Yoder Ryan J, Zhuang Qinggeng, Beck Jeremy M, Franjesevic Andrew, Blanton Travis G, Sillart Sydney, Secor Tyler, Guerra Leah, Brown Jason D, Reid Carolyn, McElroy Craig A, Doğan Ekici Özlem, Callam Christopher S, Hadad Christopher M

机构信息

Department of Chemistry and Biochemistry, The Ohio State University, Marion Campus, 1465 Mt. Vernon Avenue, Marion, Ohio 43302, United States.

Department of Chemistry and Biochemistry, The Ohio State University, 100 West 18th Avenue, Columbus, Ohio 43210, United States.

出版信息

ACS Med Chem Lett. 2017 May 8;8(6):622-627. doi: 10.1021/acsmedchemlett.7b00037. eCollection 2017 Jun 8.

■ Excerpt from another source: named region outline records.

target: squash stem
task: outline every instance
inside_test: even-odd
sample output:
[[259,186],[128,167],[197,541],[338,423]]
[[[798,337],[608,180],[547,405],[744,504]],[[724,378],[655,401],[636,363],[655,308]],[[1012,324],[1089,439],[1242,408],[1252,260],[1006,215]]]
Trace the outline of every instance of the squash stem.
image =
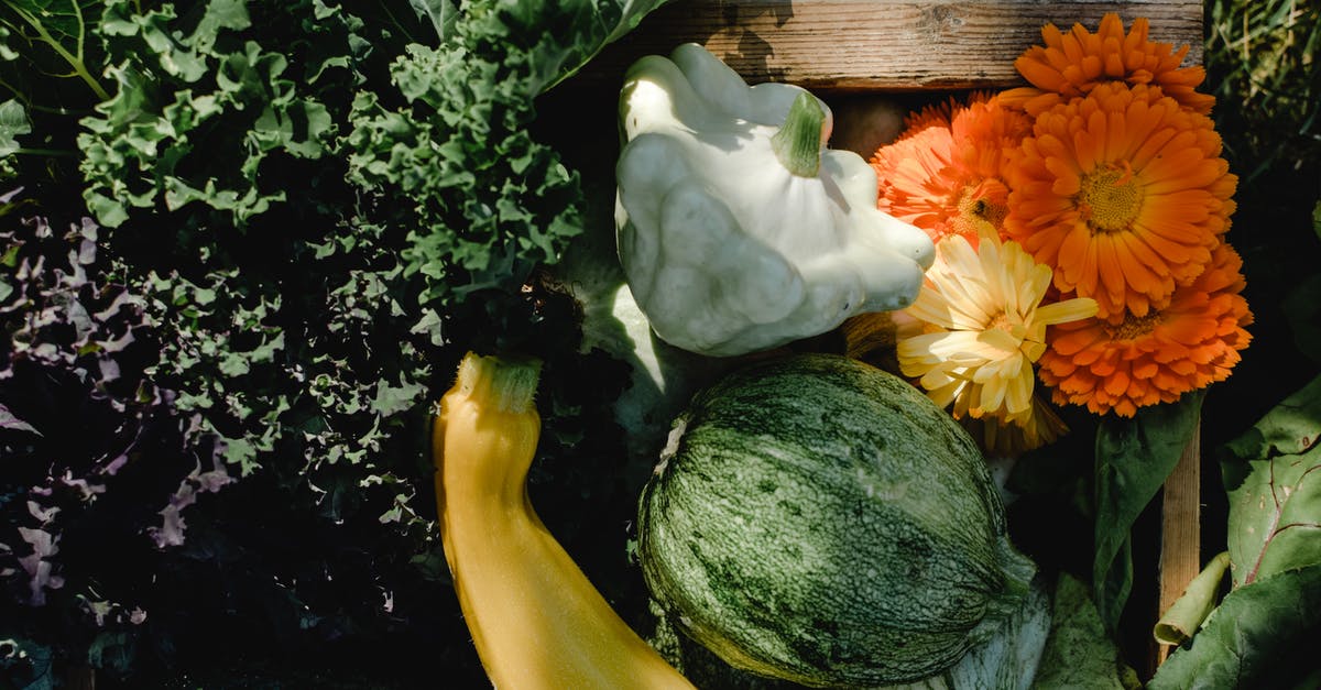
[[457,387],[503,412],[526,412],[534,404],[542,361],[532,357],[495,357],[468,353],[458,362]]
[[826,112],[816,98],[803,91],[794,99],[789,116],[770,137],[770,148],[779,164],[798,177],[816,177],[822,165],[822,127]]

DOI:10.1021/acsmedchemlett.7b00037
PMID:28626522
原文链接:https://pmc.ncbi.nlm.nih.gov/articles/PMC5467195/
Abstract

Acetylcholinesterase (AChE) is an essential enzyme that can be targeted by organophosphorus (OP) compounds, including nerve agents. Following exposure to OPs, AChE becomes phosphylated (inhibited) and undergoes a subsequent aging process where the OP-AChE adduct is dealkylated. The aged AChE is unable to hydrolyze acetylcholine, resulting in accumulation of the neurotransmitter in the central nervous system (CNS) and elsewhere. Current therapeutics are only capable of reactivating inhibited AChE. There are no known therapeutic agents to reverse the aging process or treat aged AChE. Quinone methides (QMs) have been shown to alkylate phosphates under physiological conditions. In this study, a small library of novel quinone methide precursors (QMPs) has been synthesized and examined as potential alkylating agents against model nucleophiles, including a model phosphonate. Computational studies have been performed to evaluate the affinity of QMPs for the aged AChE active site, and preliminary testing with electric eel AChE has been performed.

摘要

乙酰胆碱酯酶(AChE)是一种重要的酶,可被包括神经毒剂在内的有机磷(OP)化合物作用。接触OP后,AChE会发生磷酸化(被抑制),随后经历老化过程,在此过程中OP-AChE加合物会发生脱烷基化。老化的AChE无法水解乙酰胆碱,导致神经递质在中枢神经系统(CNS)及其他部位蓄积。目前的治疗方法仅能使被抑制的AChE重新活化。尚无已知的治疗药物可逆转老化过程或治疗老化的AChE。醌甲基化物(QMs)已被证明在生理条件下可使磷酸盐烷基化。在本研究中,已合成了一个新型醌甲基化物前体(QMPs)的小型文库,并将其作为针对模型亲核试剂(包括模型膦酸酯)的潜在烷基化剂进行了研究。已进行了计算研究以评估QMPs对老化AChE活性位点的亲和力,并用电鳗AChE进行了初步测试。